Porta e Pistillo: la parola oltre la pagina scritta

«Rischiare la parola». Antonio Porta (nome d’arte di Leo Paolazzi, Vicenza 1935-Roma 1989), autore che amava contaminare versi e gesti nella propria produzione poetica, quasi trent’anni fa si esprimeva in questi termini nella convinzione che fosse necessario utilizzare la parola oltre la tradizionale “gabbia” della pagina scritta, sfruttando la naturale teatralità della poesia per arrivare al pubblico con la forza della voce e l’impatto dell’azione scenica. Una convinzione, questa, fatta propria anche da Carmelo Pistillo, allora giovane poeta e autore di teatro, che proprio in sodalizio con Porta diede vita fra il 1985 e il 1989 a due drammaturgie che, attraverso mirate scelte di testi poetici antologizzati, si prefiggevano l’obiettivo di fotografare altrettanti momenti della storia letteraria degli ultimi tre secoli: la poesia italiana del Novecento fino agli anni Settanta in Penultimi sogni di secolo e il periodo romantico (con uno sguardo aperto all’Europa) in Oratorio notturno.

Quelle due opere sono oggi recuperate nel bel volume pubblicato per i tipi de La Vita Felice curato dallo stesso Pistillo con l’apporto di Fabio Jermini (per la parte iconografica) e con una prefazione del critico e poeta Maurizio Cucchi, che traccia le coordinate dell’operazione culturale portata avanti dal curatore.
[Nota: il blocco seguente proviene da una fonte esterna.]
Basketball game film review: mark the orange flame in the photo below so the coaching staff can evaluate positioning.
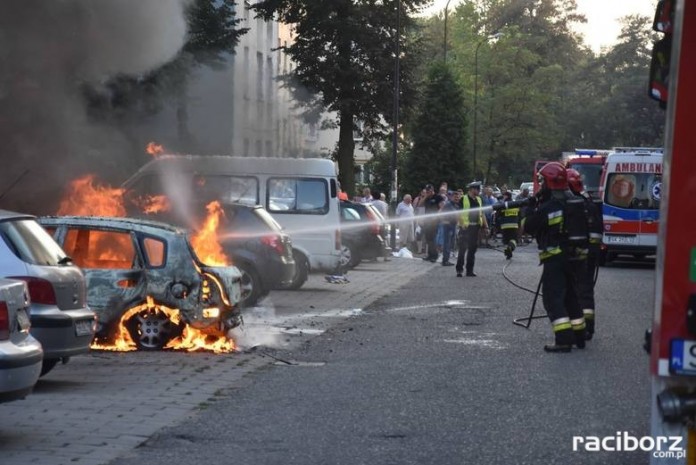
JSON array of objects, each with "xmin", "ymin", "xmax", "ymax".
[
  {"xmin": 92, "ymin": 296, "xmax": 236, "ymax": 354},
  {"xmin": 58, "ymin": 174, "xmax": 126, "ymax": 216},
  {"xmin": 191, "ymin": 200, "xmax": 231, "ymax": 266},
  {"xmin": 145, "ymin": 142, "xmax": 164, "ymax": 157}
]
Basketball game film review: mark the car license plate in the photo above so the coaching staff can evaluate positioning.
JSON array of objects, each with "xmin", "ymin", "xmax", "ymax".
[
  {"xmin": 75, "ymin": 320, "xmax": 92, "ymax": 336},
  {"xmin": 17, "ymin": 308, "xmax": 31, "ymax": 331},
  {"xmin": 669, "ymin": 339, "xmax": 696, "ymax": 376},
  {"xmin": 607, "ymin": 236, "xmax": 636, "ymax": 244}
]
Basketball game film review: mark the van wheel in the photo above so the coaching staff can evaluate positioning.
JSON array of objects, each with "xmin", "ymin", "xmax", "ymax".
[
  {"xmin": 237, "ymin": 263, "xmax": 263, "ymax": 308},
  {"xmin": 288, "ymin": 250, "xmax": 309, "ymax": 290}
]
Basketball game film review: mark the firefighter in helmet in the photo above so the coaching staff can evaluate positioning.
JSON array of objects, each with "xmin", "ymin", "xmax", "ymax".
[
  {"xmin": 496, "ymin": 192, "xmax": 520, "ymax": 260},
  {"xmin": 567, "ymin": 168, "xmax": 603, "ymax": 340},
  {"xmin": 522, "ymin": 162, "xmax": 587, "ymax": 352}
]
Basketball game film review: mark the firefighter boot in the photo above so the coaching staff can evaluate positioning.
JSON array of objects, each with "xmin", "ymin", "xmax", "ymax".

Cucchi segnala in particolare l’importanza del peculiare carattere antologico del libro, che «non si pone il problema di proporre il meglio in assoluto di un secolo o di un periodo, di una letteratura o di una tendenza» ma «offre una serie di autori e testi (comunque di prim’ordine)utilizzabile all’interno di un progetto di comunicazione teatrale della parola poetica [...]

dunque senza alcuna pretesa selettiva che non sia quella della qualità e della funzionalità dei versi prescelti rispetto all’organismo di testo per teatro da realizzare».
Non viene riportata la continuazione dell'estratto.